# 2-sided bath surround?



## Bondo (Dec 8, 2007)

Ayuh,.... Cement board, 'n Tile....


----------



## Doylane (Jan 3, 2011)

Bondo said:


> Ayuh,.... Cement board, 'n Tile....


 Hummmm.... I suggested tile to my husband and he said that it would be too heavy for the second floor bathroom. Is that a possiblity or do you think he's just trying to get out of the job?


----------



## warnerww (Apr 9, 2007)

Doylane said:


> Hummmm.... I suggested tile to my husband and he said that it would be too heavy for the second floor bathroom. Is that a possiblity or do you think he's just trying to get out of the job?


 Well being a guy I never tried that tactic before. IF your hubby was my friend I would have to back him up but he aint so. Tile would actually be the way to go.


----------



## Ron6519 (Mar 28, 2007)

Doylane said:


> Hummmm.... I suggested tile to my husband and he said that it would be too heavy for the second floor bathroom. Is that a possiblity or do you think he's just trying to get out of the job?


You're kidding, right? I'm going out on a limb here and say most bathrooms on the second floor in this country have tile. I'm sure you've been in a few of them yourself.
As for the surround. Buy a 3 sided one and don't use the third piece.
Better yet, tile the tub area. Plastic surrounds remind me of motels.
Ron


----------



## oh'mike (Sep 18, 2009)

Tile---Definitely-----That's one excuse I've never heard--


You house is old--this is the time to insulate and upgrade the plumbing to the tub---Mike---

Pictures of your fine old house would be nice----Mike---


----------



## Docwhitley (Jul 19, 2010)

WOW... All of these violations of the MAN CODE!!!! Lets see if we can try to save this guy from the Beating his wife is going to deliver!!! Concrete board is heavy so maybe he is just being overly cautious because he does not want his loving wife to fall through the floor.

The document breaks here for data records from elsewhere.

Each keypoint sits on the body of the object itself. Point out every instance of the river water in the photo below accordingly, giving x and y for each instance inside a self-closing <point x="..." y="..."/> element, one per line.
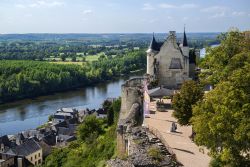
<point x="30" y="113"/>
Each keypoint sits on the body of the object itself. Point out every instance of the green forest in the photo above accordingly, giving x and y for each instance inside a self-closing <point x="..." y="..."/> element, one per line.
<point x="221" y="117"/>
<point x="96" y="142"/>
<point x="25" y="78"/>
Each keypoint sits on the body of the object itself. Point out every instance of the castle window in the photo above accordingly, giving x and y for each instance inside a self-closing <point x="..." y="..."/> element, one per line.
<point x="175" y="63"/>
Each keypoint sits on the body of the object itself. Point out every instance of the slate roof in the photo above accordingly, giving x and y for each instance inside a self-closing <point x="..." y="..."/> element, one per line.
<point x="154" y="45"/>
<point x="5" y="140"/>
<point x="175" y="63"/>
<point x="28" y="147"/>
<point x="185" y="39"/>
<point x="160" y="92"/>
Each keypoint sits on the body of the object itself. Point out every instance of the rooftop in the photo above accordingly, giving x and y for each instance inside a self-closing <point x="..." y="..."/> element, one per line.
<point x="28" y="147"/>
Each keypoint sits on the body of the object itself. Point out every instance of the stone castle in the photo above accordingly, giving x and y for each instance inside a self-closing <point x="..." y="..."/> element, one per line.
<point x="169" y="62"/>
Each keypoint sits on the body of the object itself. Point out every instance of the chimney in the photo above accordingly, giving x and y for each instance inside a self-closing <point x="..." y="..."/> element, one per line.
<point x="19" y="162"/>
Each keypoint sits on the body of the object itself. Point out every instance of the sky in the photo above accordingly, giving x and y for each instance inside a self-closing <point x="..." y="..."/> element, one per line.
<point x="122" y="16"/>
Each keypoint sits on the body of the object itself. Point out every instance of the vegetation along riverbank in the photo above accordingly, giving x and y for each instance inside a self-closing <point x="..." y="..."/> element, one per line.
<point x="24" y="79"/>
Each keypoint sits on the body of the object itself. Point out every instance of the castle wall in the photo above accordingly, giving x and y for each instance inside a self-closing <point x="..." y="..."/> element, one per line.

Not buying it??? maybe he meant carrying it up to the second floor would be to heavy... still not working... 

I would do the tile for a couple of reasons... 
1- only having 2 walls- Buying a surround would be difficult
2- Small bathroom- By using tiles you can probably use a scheme that will make it seem larger.

If he does not want to carry concrete board or cut it... I would suggest Ditra... Maybe a Tile guy can give suggestions on easy designs


----------



## Doylane (Jan 3, 2011)

Docwhitley said:


> WOW... All of these violations of the MAN CODE!!!! Lets see if we can try to save this guy from the Beating his wife is going to deliver!!! Concrete board is heavy so maybe he is just being overly cautious because he does not want his loving wife to fall through the floor. Not buying it??? maybe he meant carrying it up to the second floor would be to heavy... still not working...
> 
> I would do the tile for a couple of reasons...
> 1- only having 2 walls- Buying a surround would be difficult
> ...


 Thank you for the insite. After talking to my husband he now says that it wasn't because of the weight of the tile but because we live so close to the railroad track and when the trains go by it shakes the house. We have old plaster walls in most rooms and have cracks in a few of the walls that seem to be getting longer. The few walls we have replaced with drywall don't have any cracks. ANYWAY.. He was afraid that the cememt board would start to crack and would inturn make the tile crack or fall off. After telling him about the advise I received on DIY he seems to think it might work. I will inquire about the Ditra (board?) and see what the tile person recommends. I'm going shopping for tile next weekend. Thanks guys!!!!:thumbsup:


----------



## mrgins (Jan 19, 2009)

Tile or swanstone. Even if you did as Ron said and used 2 pcs of a 3pce surround, the pieces are curved in the corners and it would look odd and cause problems.


----------



## Docwhitley (Jul 19, 2010)

The problem with the plaster near a rail road is that the Plaster relies on the "finger" (plaster squeezed between the wood) to hold it to the wood... When they break ... you get cracks. So as your house vibrates... they break... you get cracks. 

I hope one of the tile guys can recommend what to use... GOOD LUCK!


----------